For a generic linear layer, we always have the same gradient form!

Gradient Problems

The gradient at any layer is dependent on upstream layers through \(\mathbf u\):

\[\mathbf u = \frac{\partial \mathcal L}{\partial z} \otimes \bb^t \odot \varphi'(\mathbf q_D) \otimes \mathbf W_D^T \odot \varphi'(\mathbf q_{D - 1}) \otimes \mathbf W_{D - 1}^T \odot \varphi'(\mathbf q_{D - 2}) \otimes \mathbf W_{D - 2}^T ...\]

where \(\varphi'()\) is the derivative of the activation function

Gradient Problems

As discussed last class, it is possible for this product chain to explode or vanish

  • Multiplying a lot of large values together approaches \(\infty\)

  • Multiplying a lot of small values (close to zero) approaches 0

These are known as exploding gradients or vanishing gradients

Gradient Problems

The exploding gradient problem can be addressed with gradient clipping or carefully setting starting values using Glorot intialization.

Vanishing gradients are harder to detect and deal with!

  • Why do you think vanishing gradients are a problem?

  • Think about training a DNN with an SGD optimizer.

Gradient Problems

One reason we might see a vanishing gradient is due to the choice of activiation function.

An old choice for activation functions were sigmoids

\[\underset{(K_1 \times 1)}{\mathbf h_1} = \varphi(\mathbf q_1)\]

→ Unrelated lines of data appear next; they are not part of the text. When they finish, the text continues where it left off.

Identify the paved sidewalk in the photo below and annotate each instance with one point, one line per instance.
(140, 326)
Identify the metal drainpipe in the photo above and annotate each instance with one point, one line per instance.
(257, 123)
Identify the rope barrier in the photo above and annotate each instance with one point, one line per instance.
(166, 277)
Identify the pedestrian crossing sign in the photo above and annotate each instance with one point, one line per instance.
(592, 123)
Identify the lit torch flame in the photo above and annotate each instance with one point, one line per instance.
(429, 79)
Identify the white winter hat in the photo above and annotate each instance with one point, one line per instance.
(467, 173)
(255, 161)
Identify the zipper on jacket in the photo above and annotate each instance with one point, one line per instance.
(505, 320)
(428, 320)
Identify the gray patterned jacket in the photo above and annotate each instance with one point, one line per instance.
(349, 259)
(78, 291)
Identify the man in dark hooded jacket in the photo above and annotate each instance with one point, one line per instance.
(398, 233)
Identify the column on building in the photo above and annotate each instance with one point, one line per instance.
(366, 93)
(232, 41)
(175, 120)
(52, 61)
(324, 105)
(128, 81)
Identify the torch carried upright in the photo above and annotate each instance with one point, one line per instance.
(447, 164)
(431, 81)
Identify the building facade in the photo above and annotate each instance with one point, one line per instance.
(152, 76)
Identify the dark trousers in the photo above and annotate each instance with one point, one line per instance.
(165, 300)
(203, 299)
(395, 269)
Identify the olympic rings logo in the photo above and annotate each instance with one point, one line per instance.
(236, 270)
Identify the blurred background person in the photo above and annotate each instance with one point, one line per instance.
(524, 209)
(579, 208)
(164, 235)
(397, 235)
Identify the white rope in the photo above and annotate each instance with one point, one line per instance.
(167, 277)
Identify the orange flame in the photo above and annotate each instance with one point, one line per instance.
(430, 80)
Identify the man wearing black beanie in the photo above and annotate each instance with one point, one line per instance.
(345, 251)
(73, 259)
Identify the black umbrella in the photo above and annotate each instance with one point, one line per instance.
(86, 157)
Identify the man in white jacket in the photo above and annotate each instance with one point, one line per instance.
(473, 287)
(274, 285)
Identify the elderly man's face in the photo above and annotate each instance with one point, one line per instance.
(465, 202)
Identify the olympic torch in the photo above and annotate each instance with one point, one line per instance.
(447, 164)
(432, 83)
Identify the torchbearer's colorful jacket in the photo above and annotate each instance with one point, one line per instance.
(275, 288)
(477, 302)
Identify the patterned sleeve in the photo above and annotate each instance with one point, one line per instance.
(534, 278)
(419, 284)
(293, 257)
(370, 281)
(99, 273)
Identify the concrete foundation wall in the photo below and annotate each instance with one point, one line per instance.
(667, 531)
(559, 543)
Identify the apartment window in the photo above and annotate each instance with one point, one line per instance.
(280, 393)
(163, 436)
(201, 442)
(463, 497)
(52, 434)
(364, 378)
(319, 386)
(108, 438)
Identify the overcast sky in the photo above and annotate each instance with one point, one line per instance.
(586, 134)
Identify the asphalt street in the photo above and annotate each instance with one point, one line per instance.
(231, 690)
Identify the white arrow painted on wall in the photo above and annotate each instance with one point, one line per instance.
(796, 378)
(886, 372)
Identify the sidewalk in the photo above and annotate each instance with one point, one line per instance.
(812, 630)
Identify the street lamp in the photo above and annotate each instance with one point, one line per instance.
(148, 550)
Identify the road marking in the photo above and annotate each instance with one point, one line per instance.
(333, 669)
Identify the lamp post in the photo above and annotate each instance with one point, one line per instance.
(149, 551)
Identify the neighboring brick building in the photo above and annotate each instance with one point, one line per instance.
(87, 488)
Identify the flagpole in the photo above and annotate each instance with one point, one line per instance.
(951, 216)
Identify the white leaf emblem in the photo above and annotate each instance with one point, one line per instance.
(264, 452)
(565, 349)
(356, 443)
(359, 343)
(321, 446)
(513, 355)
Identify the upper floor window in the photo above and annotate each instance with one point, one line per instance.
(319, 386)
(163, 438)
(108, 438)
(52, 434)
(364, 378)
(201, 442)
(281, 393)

\[\varphi(\mathbf q_1) = \sigma(q_1) = \frac{1}{1 + \exp[-q_1]}\]

Gradient Problems

Gradient Problems

The sigmoid was used a lot because it has a simple continuous derivative:

\[\varphi'(q_1) = \sigma(q_1)(1 - \sigma(q_1))\]

However, this activation function saturates and leads to gradient problems.

Gradient Problems

Gradient Problems

At any layer, the gradient for the weights and the hidden units using the sigmoid activation function:

\[\frac{\partial \mathcal L}{\partial h_{d - 1}} = \mathcal u \odot \sigma(q_d)(1 - \sigma(q_d)) \otimes \mathbf W_d^T\]

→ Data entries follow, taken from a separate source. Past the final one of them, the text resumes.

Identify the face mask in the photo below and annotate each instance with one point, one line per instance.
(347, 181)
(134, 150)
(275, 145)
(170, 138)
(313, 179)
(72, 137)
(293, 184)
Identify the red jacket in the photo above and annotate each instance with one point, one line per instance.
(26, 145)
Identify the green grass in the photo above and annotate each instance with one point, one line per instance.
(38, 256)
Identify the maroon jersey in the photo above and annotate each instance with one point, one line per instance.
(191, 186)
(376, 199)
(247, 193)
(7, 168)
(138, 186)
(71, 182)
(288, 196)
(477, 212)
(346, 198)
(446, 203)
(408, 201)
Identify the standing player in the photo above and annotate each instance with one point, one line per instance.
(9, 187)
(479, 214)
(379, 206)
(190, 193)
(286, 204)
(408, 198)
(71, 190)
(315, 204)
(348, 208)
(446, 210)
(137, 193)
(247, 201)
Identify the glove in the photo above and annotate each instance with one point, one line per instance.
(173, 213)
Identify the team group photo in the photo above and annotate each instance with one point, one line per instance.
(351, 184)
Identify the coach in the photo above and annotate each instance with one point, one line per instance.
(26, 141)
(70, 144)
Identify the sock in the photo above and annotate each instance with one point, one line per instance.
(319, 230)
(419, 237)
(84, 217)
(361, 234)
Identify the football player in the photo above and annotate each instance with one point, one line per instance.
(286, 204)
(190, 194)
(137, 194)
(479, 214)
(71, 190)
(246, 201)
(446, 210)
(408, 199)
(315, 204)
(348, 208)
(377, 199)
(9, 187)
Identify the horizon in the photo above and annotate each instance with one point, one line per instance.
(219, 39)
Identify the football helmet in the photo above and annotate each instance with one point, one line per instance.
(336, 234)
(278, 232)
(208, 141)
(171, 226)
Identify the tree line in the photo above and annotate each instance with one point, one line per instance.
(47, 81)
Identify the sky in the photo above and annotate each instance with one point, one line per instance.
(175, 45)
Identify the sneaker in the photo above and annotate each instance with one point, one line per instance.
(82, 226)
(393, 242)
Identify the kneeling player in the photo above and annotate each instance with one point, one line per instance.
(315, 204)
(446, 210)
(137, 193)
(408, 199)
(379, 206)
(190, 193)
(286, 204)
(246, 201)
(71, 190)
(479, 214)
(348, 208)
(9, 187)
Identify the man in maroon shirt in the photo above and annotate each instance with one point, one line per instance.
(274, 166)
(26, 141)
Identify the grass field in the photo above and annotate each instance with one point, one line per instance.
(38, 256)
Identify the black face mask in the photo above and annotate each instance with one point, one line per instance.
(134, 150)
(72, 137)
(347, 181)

\[\frac{\partial \mathcal L}{\partial \mathbf W_D^T} = \mathbf u_2^T \odot (\sigma(q_d)(1 - \sigma(q_d)))^T \otimes \mathbf h_{d-1}\]

If any \(q_d\) is sufficiently large (>3ish) or small (<-3ish), the derivative of the sigmoid activation function will essentially be zero!

Gradient Problems

How can we fix this problem?

  • Prevent hidden values from getting too big or too small (normalization)

  • Modify the activation function so that they don’t saturate (recitifiers)

  • Choose good initial values (Glorot initialization)

  • Modify the DNN architecture such that the updates are additive instead of multiplicative (residual connections; 13.4.4 in PML1; More with CNNs)

Gradient Problems

Non-saturating activation functions:

An activation function where the derivative doesn’t saturate at zero over the real line.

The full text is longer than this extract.